The challenge is that over time, performance stops being something you do and starts becoming something you feel you have to maintain. You take on more than you should, you avoid slowing down because you don’t want to drop your standards, and your self-worth becomes closely tied to your output.
That’s where pressure builds, because there’s no space to step back without feeling like you’re letting something slip.
Why working harder isn’t the answer
When things start to feel off, the instinct is usually to do more. Work harder, stay later, push through, and try to get back on top of everything. That approach works for a while, but it doesn’t solve burnout. Burnout doesn’t respond to effort; it responds to awareness.
If your direction is slightly off, or if the way you’re working isn’t sustainable, putting more effort in just accelerates the problem. You end up more tired, more frustrated, and further away from feeling in control.
The link between well-being and performance
In high-pressure and customer-facing roles, especially, how you feel has a direct impact on how you perform.
When your energy drops, your communication becomes more reactive, your patience shortens, and your decision-making becomes less clear. Confidence can dip, even though your actual ability hasn’t changed.
Sustainable performance is not just about skill or knowledge; it’s about how well you manage pressure, energy, and your internal state on a daily basis.
A more sustainable way forward
The solution is not to walk away from your career or make drastic changes overnight. It’s about becoming more intentional with how you approach it.
It starts with awareness, paying attention to what is actually draining your energy and what supports it. From there, it’s about making small adjustments, reducing unnecessary pressure where possible, creating space to reset, and building habits that allow you to maintain a more consistent level of energy.
It also means separating your identity from your output, so that your self-worth is not entirely dependent on your performance at work. That shift alone can reduce a huge amount of pressure.

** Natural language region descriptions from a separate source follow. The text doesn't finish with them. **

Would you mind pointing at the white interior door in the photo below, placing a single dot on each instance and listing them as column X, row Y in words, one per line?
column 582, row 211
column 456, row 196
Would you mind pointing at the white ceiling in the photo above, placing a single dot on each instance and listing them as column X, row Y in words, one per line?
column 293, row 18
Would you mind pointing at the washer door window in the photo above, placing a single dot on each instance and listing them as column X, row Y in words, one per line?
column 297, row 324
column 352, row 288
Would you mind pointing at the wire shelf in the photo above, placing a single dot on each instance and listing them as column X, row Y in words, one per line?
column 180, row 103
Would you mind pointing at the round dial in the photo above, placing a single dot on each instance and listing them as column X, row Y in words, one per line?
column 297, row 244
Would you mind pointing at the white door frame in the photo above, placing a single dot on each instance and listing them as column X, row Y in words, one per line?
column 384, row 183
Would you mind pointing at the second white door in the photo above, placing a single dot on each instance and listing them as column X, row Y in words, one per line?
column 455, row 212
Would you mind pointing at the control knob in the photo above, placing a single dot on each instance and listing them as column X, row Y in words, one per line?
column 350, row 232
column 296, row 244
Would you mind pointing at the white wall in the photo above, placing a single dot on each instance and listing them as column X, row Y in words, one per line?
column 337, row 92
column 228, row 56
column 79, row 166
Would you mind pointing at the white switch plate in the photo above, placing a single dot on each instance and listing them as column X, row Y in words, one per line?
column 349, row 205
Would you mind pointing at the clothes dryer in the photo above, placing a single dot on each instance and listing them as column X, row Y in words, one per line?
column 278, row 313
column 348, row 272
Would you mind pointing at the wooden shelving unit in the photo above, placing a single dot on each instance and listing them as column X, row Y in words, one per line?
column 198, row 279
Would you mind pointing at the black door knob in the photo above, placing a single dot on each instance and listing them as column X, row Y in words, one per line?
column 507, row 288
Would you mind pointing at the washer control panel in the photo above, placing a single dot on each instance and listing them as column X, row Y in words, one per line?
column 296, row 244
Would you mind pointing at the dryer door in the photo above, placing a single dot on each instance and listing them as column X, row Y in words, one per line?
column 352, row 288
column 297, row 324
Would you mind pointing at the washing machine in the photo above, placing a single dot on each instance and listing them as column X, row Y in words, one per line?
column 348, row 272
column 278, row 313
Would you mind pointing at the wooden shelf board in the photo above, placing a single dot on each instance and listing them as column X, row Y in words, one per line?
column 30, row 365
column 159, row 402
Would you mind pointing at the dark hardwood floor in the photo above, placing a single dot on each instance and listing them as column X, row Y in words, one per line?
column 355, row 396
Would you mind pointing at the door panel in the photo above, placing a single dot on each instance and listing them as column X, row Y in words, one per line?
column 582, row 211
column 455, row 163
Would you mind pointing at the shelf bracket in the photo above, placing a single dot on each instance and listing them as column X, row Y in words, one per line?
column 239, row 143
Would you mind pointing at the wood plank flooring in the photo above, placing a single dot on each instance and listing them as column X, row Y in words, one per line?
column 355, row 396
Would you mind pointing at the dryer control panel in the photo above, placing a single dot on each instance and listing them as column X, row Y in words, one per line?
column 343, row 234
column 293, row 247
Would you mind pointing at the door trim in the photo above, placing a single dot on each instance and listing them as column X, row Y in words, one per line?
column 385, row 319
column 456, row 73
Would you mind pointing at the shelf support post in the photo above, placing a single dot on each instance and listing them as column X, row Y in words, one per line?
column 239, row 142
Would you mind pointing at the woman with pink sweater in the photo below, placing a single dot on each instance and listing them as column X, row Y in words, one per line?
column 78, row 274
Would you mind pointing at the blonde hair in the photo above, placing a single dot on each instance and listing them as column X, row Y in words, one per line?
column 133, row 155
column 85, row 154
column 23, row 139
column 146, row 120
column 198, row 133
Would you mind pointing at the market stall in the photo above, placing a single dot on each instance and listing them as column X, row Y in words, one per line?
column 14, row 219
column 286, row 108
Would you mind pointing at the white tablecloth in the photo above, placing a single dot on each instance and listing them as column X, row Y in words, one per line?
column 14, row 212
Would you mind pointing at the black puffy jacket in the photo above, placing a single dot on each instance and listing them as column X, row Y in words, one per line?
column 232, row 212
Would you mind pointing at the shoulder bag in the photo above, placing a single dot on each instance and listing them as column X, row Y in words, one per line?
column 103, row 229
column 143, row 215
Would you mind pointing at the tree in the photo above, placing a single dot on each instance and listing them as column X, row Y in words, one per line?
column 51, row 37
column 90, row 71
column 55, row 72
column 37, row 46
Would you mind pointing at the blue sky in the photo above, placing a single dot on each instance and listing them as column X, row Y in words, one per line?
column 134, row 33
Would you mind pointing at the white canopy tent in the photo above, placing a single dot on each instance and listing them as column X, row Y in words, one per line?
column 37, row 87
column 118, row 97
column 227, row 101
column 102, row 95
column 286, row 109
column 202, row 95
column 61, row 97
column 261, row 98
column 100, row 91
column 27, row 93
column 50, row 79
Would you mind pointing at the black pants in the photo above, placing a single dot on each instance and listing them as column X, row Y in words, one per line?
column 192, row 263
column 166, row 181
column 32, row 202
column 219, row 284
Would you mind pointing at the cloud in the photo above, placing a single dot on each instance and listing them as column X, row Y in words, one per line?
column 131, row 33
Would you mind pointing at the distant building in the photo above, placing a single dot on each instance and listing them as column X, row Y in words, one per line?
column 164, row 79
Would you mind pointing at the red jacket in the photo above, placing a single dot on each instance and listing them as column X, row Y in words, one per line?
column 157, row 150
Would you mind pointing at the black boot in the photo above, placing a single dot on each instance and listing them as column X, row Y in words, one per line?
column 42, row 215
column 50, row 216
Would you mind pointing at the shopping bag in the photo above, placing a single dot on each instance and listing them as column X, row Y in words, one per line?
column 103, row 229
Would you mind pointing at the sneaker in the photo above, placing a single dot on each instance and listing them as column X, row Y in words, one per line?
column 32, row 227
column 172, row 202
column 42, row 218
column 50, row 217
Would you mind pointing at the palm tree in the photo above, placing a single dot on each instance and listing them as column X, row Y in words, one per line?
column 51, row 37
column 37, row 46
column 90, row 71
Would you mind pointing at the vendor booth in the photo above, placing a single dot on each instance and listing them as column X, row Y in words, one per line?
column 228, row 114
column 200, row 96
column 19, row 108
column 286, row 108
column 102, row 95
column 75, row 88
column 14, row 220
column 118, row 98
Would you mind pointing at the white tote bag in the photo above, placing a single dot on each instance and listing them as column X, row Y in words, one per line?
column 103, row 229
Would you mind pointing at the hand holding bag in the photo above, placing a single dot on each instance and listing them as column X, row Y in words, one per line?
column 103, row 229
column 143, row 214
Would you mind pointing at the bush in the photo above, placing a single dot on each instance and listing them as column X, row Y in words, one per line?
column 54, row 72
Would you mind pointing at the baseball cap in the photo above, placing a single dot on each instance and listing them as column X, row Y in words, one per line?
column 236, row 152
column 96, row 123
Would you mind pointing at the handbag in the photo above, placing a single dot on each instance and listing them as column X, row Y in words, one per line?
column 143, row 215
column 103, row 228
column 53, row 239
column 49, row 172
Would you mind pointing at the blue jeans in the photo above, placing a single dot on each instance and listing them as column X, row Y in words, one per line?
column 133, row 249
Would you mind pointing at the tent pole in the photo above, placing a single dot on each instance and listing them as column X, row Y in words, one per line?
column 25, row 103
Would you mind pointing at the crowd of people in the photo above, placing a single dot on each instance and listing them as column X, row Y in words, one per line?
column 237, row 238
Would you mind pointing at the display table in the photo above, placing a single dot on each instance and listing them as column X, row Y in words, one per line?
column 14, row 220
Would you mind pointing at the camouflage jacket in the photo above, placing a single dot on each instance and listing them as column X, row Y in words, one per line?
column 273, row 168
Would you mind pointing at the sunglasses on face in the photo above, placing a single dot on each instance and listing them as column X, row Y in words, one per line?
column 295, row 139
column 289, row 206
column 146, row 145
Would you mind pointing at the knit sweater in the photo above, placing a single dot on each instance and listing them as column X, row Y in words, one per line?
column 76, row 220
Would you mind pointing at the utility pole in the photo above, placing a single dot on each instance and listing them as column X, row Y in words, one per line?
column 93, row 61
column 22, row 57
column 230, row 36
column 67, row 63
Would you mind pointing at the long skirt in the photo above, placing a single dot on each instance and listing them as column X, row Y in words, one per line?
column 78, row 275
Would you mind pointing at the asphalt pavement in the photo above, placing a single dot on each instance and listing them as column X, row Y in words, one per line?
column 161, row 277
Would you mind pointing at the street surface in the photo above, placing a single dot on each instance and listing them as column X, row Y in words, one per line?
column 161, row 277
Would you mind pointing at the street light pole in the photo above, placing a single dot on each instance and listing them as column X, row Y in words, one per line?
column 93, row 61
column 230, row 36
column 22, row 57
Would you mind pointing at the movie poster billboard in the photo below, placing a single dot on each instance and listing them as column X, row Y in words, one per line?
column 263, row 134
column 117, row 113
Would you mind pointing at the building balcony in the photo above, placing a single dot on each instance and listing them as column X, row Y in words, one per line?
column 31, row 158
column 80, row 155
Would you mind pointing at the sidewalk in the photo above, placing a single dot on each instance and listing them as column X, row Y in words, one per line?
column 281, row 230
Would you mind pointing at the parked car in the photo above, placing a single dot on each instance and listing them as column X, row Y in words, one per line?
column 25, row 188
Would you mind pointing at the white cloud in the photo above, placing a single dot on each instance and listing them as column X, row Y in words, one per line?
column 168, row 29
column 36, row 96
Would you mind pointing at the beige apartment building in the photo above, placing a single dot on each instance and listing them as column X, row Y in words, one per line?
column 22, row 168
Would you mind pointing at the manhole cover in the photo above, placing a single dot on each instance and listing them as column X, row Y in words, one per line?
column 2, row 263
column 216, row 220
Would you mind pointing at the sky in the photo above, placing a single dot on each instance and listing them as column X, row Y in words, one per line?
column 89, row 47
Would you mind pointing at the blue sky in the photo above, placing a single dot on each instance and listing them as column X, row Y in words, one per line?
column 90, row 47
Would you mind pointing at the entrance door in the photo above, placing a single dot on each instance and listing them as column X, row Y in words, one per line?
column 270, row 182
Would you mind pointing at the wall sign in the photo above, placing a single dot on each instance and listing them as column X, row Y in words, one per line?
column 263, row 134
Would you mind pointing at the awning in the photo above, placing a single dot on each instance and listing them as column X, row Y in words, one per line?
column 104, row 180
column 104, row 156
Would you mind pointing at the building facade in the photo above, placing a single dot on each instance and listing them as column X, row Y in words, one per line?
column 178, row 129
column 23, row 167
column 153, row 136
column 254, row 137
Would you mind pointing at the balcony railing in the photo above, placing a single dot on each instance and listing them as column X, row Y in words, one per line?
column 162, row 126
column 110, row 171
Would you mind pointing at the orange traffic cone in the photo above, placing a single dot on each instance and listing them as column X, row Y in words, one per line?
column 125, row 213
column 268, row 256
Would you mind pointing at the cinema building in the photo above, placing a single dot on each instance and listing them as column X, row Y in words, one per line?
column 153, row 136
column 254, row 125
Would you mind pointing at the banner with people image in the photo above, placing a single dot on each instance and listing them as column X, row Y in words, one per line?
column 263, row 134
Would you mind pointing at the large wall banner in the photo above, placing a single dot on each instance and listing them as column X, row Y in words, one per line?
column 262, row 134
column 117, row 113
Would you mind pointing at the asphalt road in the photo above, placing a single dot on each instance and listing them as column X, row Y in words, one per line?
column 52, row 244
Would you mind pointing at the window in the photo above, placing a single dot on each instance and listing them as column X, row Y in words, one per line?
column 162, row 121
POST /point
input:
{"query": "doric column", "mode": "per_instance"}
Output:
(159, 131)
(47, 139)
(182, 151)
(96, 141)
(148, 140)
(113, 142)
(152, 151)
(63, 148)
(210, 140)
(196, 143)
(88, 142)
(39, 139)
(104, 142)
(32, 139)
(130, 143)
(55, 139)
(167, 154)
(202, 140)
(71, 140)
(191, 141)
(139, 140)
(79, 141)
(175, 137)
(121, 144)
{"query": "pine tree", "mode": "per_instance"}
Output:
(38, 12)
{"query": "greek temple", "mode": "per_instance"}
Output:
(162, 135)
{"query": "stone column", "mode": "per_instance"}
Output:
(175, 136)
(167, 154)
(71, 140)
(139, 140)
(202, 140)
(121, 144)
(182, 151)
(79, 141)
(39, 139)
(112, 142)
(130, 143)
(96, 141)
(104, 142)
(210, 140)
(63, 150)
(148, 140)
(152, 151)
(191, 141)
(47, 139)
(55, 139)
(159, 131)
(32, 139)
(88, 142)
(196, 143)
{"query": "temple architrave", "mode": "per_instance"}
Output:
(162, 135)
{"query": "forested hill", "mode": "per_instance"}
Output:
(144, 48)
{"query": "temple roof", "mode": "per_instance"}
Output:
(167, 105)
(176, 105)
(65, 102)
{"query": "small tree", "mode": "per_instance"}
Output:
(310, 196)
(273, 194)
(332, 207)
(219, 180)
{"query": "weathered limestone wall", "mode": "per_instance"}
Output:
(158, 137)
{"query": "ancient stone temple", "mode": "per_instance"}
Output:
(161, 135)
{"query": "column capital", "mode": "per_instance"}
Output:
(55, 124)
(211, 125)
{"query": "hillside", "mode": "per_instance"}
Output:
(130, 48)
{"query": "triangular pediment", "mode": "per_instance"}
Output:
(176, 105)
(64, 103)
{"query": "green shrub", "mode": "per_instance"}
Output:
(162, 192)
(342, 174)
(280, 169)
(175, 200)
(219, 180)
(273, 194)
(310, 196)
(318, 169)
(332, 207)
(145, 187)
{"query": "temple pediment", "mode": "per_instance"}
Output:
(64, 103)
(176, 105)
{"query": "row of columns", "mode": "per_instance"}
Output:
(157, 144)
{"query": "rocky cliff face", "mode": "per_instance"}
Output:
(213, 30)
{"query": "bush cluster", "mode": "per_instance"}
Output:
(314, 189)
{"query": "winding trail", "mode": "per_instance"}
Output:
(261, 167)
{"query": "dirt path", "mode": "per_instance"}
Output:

Most importantly, it involves getting clear on direction. Not what looks good on paper, but what actually matters to you and what you want your career to feel like, as well as what you want it to achieve.
Burnout is not a sign that you are not capable. In most cases, it shows up in people who are highly capable, driven, and committed to doing well. The issue is not ambition. It’s how that ambition is being managed.
You don’t need to lower your standards or do less for the sake of it. You need to make sure you are working in a way that allows you to sustain your performance over time, without sacrificing your health or your well-being in the process.
A successful career should challenge you and push you forward, but it should not come at the cost of your long-term health.